Defective adipocyte differentiation in mice lacking the C/EBPbeta and/or C/EBPdelta gene.

作者信息

Tanaka T, Yoshida N, Kishimoto T, Akira S

机构信息

Department of Biochemistry, Hyogo College of Medicine, 1-1 Mukogawa-cho, Nishinomiya, Hyogo 663, Japan.

出版信息

EMBO J. 1997 Dec 15;16(24):7432-43. doi: 10.1093/emboj/16.24.7432.

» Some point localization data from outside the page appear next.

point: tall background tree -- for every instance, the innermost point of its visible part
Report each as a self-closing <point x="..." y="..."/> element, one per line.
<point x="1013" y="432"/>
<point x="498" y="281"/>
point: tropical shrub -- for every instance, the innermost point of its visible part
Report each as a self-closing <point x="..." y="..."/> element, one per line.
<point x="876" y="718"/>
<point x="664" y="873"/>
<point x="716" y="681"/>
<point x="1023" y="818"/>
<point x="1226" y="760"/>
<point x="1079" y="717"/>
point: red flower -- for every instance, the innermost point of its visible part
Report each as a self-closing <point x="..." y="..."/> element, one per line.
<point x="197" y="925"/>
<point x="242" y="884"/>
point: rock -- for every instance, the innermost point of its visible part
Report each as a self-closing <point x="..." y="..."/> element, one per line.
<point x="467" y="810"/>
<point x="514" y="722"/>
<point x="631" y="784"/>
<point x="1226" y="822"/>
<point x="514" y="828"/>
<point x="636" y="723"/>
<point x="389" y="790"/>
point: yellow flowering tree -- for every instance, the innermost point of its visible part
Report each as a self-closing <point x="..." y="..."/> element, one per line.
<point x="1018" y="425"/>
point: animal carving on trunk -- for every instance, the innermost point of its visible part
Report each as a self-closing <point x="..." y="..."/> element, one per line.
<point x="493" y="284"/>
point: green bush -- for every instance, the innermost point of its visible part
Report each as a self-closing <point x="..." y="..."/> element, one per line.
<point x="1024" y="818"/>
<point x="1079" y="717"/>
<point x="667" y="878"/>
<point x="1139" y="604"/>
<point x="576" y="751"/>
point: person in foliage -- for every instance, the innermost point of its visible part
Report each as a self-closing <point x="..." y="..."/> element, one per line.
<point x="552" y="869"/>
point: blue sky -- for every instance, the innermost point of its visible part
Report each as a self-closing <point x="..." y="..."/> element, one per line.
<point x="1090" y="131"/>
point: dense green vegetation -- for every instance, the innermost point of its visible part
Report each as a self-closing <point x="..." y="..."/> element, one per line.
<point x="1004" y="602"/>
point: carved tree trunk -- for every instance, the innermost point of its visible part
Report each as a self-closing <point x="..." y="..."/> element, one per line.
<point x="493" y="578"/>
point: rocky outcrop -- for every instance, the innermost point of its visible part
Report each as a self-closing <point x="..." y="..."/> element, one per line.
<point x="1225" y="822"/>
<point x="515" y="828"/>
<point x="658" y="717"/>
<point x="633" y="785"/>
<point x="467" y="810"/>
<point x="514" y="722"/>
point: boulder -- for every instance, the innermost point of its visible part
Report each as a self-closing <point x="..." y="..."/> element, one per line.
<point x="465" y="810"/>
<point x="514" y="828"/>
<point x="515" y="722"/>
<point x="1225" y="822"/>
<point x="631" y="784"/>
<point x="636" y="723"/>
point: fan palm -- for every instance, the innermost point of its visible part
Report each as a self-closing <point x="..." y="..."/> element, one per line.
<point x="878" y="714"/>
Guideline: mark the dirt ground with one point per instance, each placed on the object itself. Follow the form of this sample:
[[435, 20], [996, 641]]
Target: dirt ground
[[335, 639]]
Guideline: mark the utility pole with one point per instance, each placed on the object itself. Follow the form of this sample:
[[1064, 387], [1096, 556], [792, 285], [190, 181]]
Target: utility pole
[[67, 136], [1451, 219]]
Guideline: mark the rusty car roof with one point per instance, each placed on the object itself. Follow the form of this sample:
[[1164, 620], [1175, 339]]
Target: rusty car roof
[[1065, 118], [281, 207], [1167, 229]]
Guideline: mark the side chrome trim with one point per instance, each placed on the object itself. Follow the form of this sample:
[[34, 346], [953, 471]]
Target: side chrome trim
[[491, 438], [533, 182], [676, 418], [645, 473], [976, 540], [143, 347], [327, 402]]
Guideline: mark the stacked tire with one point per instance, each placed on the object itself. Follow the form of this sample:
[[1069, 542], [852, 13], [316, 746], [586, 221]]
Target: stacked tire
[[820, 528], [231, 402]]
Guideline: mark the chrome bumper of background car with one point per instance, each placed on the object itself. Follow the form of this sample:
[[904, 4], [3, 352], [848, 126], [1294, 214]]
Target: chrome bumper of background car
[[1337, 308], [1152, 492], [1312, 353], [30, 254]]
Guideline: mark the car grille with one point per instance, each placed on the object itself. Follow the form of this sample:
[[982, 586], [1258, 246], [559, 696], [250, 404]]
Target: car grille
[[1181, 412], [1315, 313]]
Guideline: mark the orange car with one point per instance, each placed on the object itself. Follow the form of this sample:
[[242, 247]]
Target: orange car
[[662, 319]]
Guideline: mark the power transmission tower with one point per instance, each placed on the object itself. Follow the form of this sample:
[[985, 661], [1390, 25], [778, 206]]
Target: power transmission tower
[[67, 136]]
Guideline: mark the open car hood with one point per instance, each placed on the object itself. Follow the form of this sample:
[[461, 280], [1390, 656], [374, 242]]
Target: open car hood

DOI:10.1093/emboj/16.24.7432
PMID:9405372
原文链接:https://pmc.ncbi.nlm.nih.gov/articles/PMC1170343/
Abstract

To investigate the role of C/EBP family members during adipocyte differentiation in vivo, we have generated mice lacking the C/EBPbeta and/or C/EBPdelta by gene targeting. Approximately 85% of C/EBPbeta(-/-).delta(-/-) mice died at the early neonatal stage. By 20 h after birth, brown adipose tissue of the interscapular region in wild-type mice contained many lipid droplets, whereas C/EBPbeta(-/-).delta(-/-) mice did not accumulate droplets. In addition, the epidydimal fat pad weight of surviving adult C/EBPbeta(-/-).delta(-/-) mice was significantly reduced compared with wild-type mice. However, these adipose tissues in C/EBPbeta(-/-).delta(-/-) mice exhibit normal expression of C/EBPalpha and PPARgamma, despite impaired adipogenesis. These results demonstrated that C/EBPbeta and C/EBPdelta have a synergistic role in terminal adipocyte differentiation in vivo. The induction of C/EBPalpha and PPARgamma does not always require C/EBPbeta and C/EBPdelta, but co-expression of C/EBPalpha and PPARgamma is not sufficient for complete adipocyte differentiation in the absence of C/EBPbeta and C/EBPdelta.

摘要

为了研究C/EBP家族成员在体内脂肪细胞分化过程中的作用,我们通过基因打靶技术培育出了缺乏C/EBPβ和/或C/EBPδ的小鼠。大约85%的C/EBPβ(-/-).δ(-/-)小鼠在新生儿早期死亡。出生后20小时,野生型小鼠肩胛间区域的棕色脂肪组织含有许多脂滴,而C/EBPβ(-/-).δ(-/-)小鼠没有积累脂滴。此外,存活的成年C/EBPβ(-/-).δ(-/-)小鼠的附睾脂肪垫重量与野生型小鼠相比显著降低。然而,尽管脂肪生成受损,但C/EBPβ(-/-).δ(-/-)小鼠的这些脂肪组织中C/EBPα和PPARγ的表达正常。这些结果表明,C/EBPβ和C/EBPδ在体内终末脂肪细胞分化中具有协同作用。C/EBPα和PPARγ的诱导并不总是需要C/EBPβ和C/EBPδ,但在没有C/EBPβ和C/EBPδ的情况下,C/EBPα和PPARγ的共表达不足以实现完全的脂肪细胞分化。